En su caso, la inversión inicial fue relativamente pequeña porque los primeros trabajos llegaron a través de personas que ya conocían lo que hacía. Con el tiempo, sí fue incorporando herramientas y materiales, entre ellos una buena escalera y elementos para dibujar y pintar, pero explica que muchos de esos gastos posteriormente se contemplan dentro del presupuesto de cada proyecto.
Su principal recomendación para quien tiene ganas de probar es mucho más sencilla: empezar.
“Podés hacer una pared de tu casa donde tengas y animarte y probar. No te sale bien, pintás de vuelta de blanco y probás, probás, probás”, sostuvo.
También considera que las redes sociales redujeron una de las barreras de entrada para quienes quieren mostrar su trabajo. Publicar, generar contenido y encontrar a las personas interesadas puede hacerse sin necesidad de realizar una gran inversión.
“Lo que uno necesita es animarse a hacer y a mostrar el trabajo y no tener vergüenza”, afirmó.
Asunción, San Bernardino y trabajos a medida
Actualmente, Solana concentra buena parte de sus trabajos en Asunción y Central. Durante el verano también suele recibir proyectos en San Bernardino, mientras que ocasionalmente trabaja en Ciudad del Este. También recibe consultas desde otros puntos del país, aunque no todos los presupuestos terminan concretándose.

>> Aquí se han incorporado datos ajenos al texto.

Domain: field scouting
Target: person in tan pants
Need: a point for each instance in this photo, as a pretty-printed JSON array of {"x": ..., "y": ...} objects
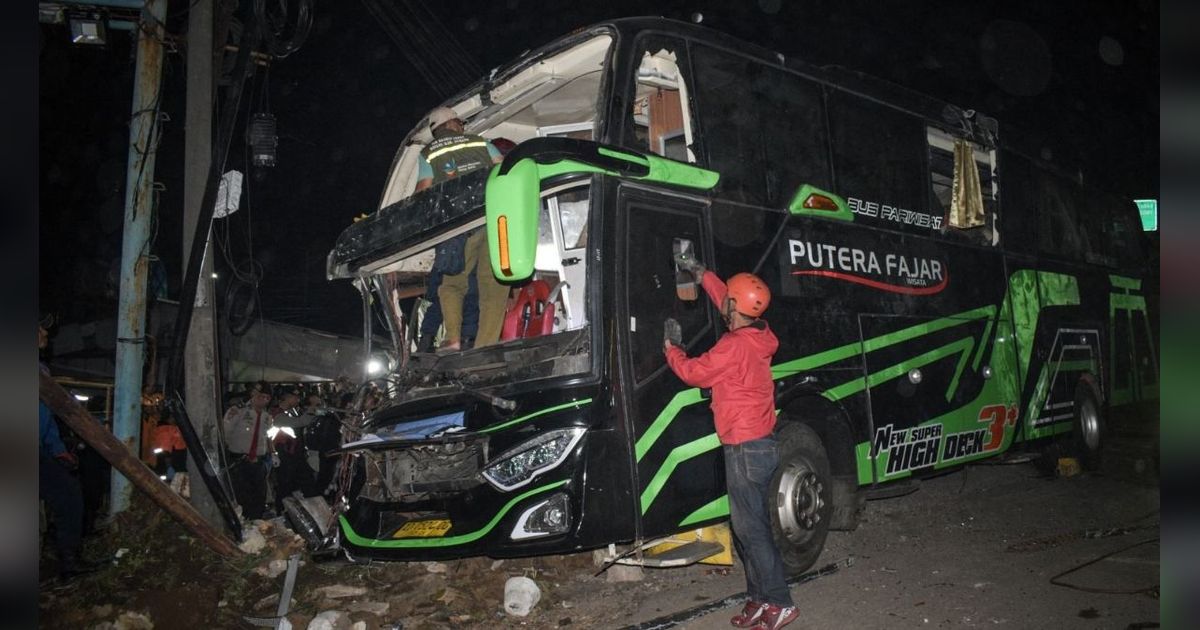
[{"x": 493, "y": 297}]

Su propuesta, bajo el nombre de Solana Murales & Co, abarca desde murales personalizados hasta intervenciones en eventos, vidrieras, espacios comerciales y otras superficies. En paralelo, continúa desarrollando su faceta como artista con cuadros y obras propias.
Más que vender una medida o un producto estándar, su trabajo parte de una idea y se adapta al espacio, al cliente y al resultado que se busca.